Are Principal Evaluations of Teacher Scores Trustworthy?

September 9, 2022

Teacher evaluation is ubiquitous in US public schools.  Typically, it involves a principal observing a teacher several times over the course of a school year.  In an effort to standardize ratings, a scoring rubric is followed; however, the ratings are ultimately subjective, and the items on the rubric are subject to interpretation.  One of the primary functions of teacher evaluations is to provide accurate feedback to teachers and encourage improvement when needed.   A persistent question regarding teacher evaluation is if evaluation scores are inflated?  There is some research suggesting this is the case; however, little is known about the reasons for inflating the scores.  A recent study by Jones, Bergin, and Murphy (2022) attempted to determine if principals inflated scores and, if so, their motivation for doing so.  Using a mixed method approach that utilized both focus groups and a survey of a large group of principals, principals identified several goals in addition to providing accurate ratings.  Those additional goals were to (1) keep teachers open to growth-promoting feedback, (2) support teachers’ morale and foster positive relationships, (3) avoid difficult conversations, (4) maintain self-efficacy as an instructional leader, and (5) manage limited time wisely.  These additional goals were offered as reasons to inflate scores, even if by small amounts.  For the most part, these are worthy goals and suggest that teacher evaluation is more complicated than simply applying a scoring rubric while observing a teacher.

In general, principals are more likely to inflate ratings if they are linked to high-stakes outcomes such as requiring an improvement plan for the teacher or making retention decisions.  Principals are reluctant to give lower ratings if it results in them having to engage in activities that require more time, such as additional meetings to develop improvement plans or to carefully document the reasons for recommending against retention.  Also, by inflating ratings, principals avoid having difficult conversations with a teacher.
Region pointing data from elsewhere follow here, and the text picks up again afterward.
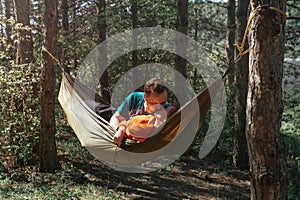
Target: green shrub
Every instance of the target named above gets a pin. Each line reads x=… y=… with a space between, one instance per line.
x=19 y=120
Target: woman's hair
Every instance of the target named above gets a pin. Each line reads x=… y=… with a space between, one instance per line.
x=154 y=85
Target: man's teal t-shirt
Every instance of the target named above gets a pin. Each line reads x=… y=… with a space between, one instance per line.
x=133 y=104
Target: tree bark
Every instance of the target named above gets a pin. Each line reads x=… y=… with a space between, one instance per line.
x=230 y=76
x=134 y=54
x=25 y=44
x=241 y=158
x=181 y=44
x=8 y=28
x=102 y=26
x=48 y=153
x=268 y=165
x=65 y=29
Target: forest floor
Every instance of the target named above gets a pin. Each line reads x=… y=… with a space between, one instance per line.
x=83 y=177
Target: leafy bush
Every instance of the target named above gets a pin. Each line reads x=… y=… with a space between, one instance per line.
x=19 y=120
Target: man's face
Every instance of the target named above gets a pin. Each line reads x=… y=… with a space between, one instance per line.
x=155 y=101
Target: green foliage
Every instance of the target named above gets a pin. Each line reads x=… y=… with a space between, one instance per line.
x=19 y=120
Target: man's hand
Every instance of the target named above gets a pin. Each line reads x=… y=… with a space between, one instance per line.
x=119 y=136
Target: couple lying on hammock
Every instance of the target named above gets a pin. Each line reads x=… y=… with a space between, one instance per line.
x=141 y=113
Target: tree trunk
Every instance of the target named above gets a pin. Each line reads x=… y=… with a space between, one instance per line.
x=65 y=29
x=103 y=82
x=134 y=54
x=181 y=43
x=25 y=44
x=8 y=28
x=241 y=158
x=230 y=76
x=48 y=153
x=268 y=168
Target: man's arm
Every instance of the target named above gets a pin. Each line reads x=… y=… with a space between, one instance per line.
x=116 y=119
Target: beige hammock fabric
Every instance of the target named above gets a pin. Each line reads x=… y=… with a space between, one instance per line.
x=96 y=134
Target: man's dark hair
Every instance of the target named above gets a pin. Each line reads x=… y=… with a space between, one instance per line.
x=154 y=85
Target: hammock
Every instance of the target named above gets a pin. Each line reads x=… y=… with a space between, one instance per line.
x=96 y=134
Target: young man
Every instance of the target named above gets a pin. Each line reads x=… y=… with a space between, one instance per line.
x=153 y=101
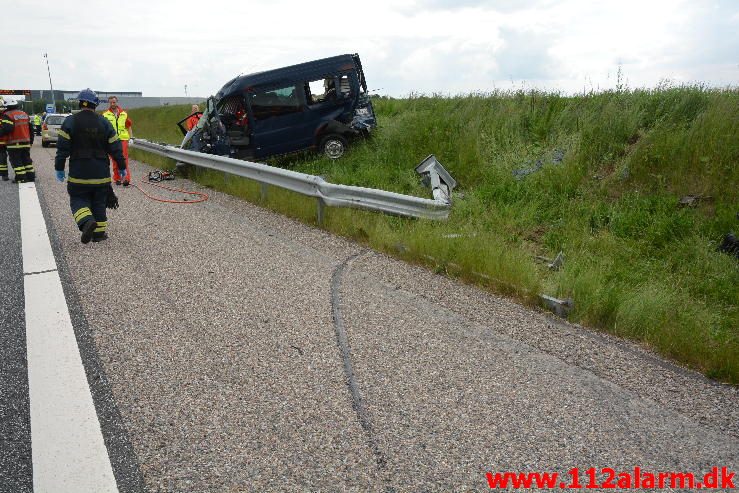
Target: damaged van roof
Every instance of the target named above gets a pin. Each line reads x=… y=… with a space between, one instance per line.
x=287 y=75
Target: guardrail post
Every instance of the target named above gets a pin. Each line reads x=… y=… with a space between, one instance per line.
x=319 y=212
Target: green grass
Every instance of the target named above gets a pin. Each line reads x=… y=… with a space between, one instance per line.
x=637 y=265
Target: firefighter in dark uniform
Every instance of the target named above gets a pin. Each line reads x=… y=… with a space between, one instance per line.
x=3 y=145
x=16 y=128
x=87 y=139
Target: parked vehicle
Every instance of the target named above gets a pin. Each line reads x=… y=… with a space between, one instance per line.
x=321 y=104
x=50 y=128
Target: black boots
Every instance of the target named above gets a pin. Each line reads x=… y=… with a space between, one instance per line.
x=87 y=231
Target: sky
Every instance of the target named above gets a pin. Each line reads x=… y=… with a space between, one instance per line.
x=406 y=46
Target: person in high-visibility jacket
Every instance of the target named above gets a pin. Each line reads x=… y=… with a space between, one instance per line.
x=15 y=126
x=37 y=124
x=87 y=139
x=3 y=145
x=122 y=124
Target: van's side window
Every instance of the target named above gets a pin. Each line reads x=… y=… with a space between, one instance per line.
x=345 y=87
x=322 y=90
x=274 y=102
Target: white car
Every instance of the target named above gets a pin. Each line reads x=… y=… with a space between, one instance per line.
x=50 y=128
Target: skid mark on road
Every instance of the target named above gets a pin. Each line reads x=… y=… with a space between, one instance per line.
x=357 y=402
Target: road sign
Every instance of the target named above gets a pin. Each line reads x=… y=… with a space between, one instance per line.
x=16 y=92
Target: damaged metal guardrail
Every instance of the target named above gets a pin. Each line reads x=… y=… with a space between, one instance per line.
x=327 y=194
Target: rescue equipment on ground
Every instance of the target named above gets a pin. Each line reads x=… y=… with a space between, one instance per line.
x=112 y=201
x=154 y=177
x=158 y=175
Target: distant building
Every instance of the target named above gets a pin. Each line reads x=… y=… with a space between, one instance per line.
x=127 y=99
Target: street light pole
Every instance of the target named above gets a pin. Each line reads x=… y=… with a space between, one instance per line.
x=50 y=84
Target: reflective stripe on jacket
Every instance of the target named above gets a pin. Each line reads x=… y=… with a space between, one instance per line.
x=118 y=122
x=21 y=134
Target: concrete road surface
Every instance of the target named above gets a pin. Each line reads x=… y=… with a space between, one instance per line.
x=230 y=349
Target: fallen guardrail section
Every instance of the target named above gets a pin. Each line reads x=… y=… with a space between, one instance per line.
x=327 y=194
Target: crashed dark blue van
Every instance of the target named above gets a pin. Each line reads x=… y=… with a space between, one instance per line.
x=322 y=105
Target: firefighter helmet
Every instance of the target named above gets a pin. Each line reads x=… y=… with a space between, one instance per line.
x=88 y=96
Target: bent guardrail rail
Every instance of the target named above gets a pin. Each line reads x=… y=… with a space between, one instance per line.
x=328 y=194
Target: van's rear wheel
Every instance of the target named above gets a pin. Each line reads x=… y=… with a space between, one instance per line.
x=333 y=146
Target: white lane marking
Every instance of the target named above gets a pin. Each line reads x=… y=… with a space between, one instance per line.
x=69 y=454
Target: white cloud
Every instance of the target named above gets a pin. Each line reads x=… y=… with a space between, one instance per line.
x=407 y=46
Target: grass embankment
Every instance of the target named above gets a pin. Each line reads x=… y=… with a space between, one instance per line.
x=637 y=264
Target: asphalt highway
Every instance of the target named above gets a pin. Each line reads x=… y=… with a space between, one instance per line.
x=231 y=349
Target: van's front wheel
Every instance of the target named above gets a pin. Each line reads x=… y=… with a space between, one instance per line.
x=333 y=146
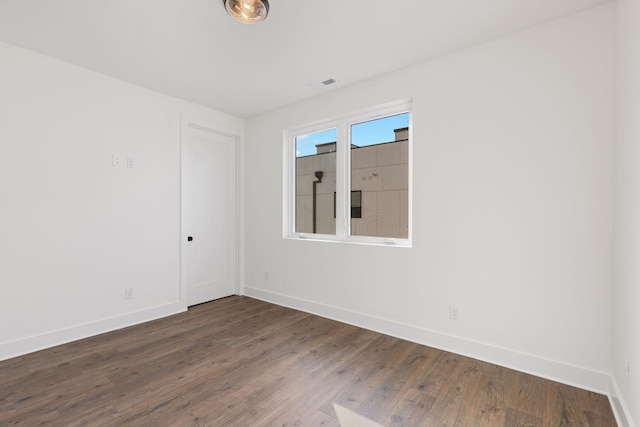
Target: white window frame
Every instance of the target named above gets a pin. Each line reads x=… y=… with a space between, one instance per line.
x=342 y=125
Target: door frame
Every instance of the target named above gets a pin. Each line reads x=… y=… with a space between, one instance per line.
x=238 y=135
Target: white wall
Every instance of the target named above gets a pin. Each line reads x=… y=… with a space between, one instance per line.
x=512 y=206
x=76 y=231
x=626 y=304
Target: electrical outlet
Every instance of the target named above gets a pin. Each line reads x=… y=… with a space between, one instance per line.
x=454 y=312
x=627 y=368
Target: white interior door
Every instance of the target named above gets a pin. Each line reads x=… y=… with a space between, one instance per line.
x=209 y=232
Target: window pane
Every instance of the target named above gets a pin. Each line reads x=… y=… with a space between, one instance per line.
x=380 y=170
x=316 y=182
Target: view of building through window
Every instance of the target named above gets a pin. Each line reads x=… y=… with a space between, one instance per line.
x=316 y=183
x=379 y=199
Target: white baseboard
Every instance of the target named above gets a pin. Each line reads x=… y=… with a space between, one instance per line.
x=523 y=362
x=62 y=336
x=620 y=409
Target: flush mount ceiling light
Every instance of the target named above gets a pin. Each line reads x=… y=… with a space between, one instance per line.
x=247 y=11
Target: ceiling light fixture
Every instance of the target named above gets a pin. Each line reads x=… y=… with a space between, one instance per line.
x=247 y=11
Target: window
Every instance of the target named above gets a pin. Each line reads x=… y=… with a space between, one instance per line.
x=348 y=179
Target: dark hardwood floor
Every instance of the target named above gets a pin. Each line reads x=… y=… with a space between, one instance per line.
x=243 y=362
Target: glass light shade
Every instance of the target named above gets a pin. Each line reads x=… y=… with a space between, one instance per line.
x=247 y=11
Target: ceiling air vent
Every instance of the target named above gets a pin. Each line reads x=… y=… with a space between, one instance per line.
x=321 y=83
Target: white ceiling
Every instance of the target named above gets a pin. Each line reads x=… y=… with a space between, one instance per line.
x=193 y=50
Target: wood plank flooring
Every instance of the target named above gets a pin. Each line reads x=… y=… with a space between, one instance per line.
x=242 y=362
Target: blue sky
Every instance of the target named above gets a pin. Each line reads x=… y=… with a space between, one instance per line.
x=362 y=134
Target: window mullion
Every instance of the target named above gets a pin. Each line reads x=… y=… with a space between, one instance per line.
x=342 y=184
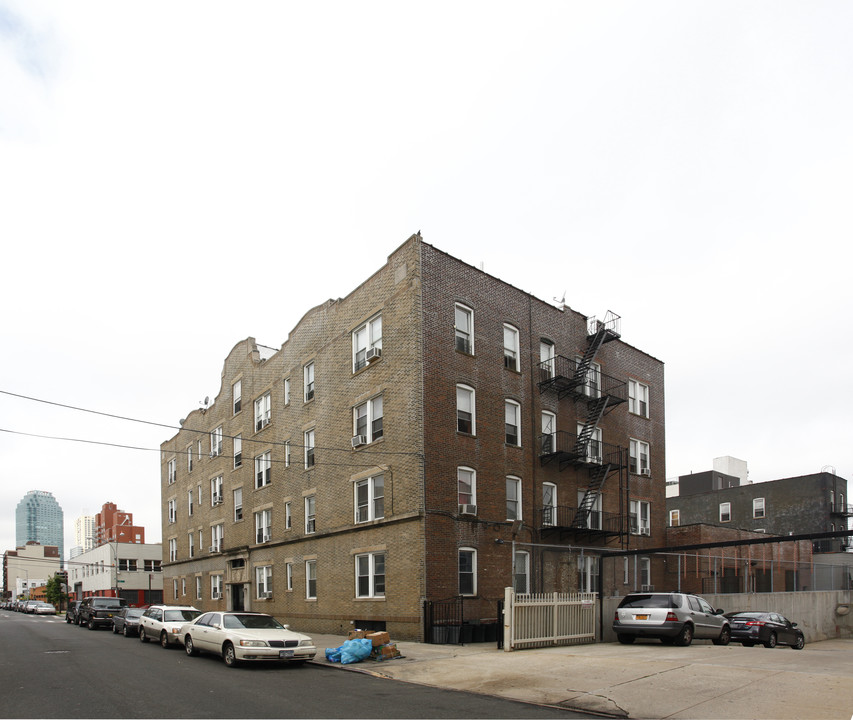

The principals’ worry was that if they gave a lower rating, teachers would become defensive and less open to feedback and growth.  They also feared that low ratings would lover staff morale and positive relationships would be harmed.  These concerns are not without merit.  On a rating scale that ranges from 1-7, a rating of 4 is considered a low rating by the teacher, but a 5 is considered acceptable.  The difference of one point is considered small by the principal.  Since there is room for judgment in the scoring rubric giving a more positive rating will do no harm from the principal’s perspective. 

Based on the research by Jones, Bergin, and Murphy (2022), these situations are relatively common.  Overlooked in the principals’ perspective is that there is little consideration given to the impact these decisions have on students.  It is unknown what effect these decisions are having on student outcomes.  For a complete understanding of the evaluation of teachers, it is important to understand all of the effects of evaluations of teachers.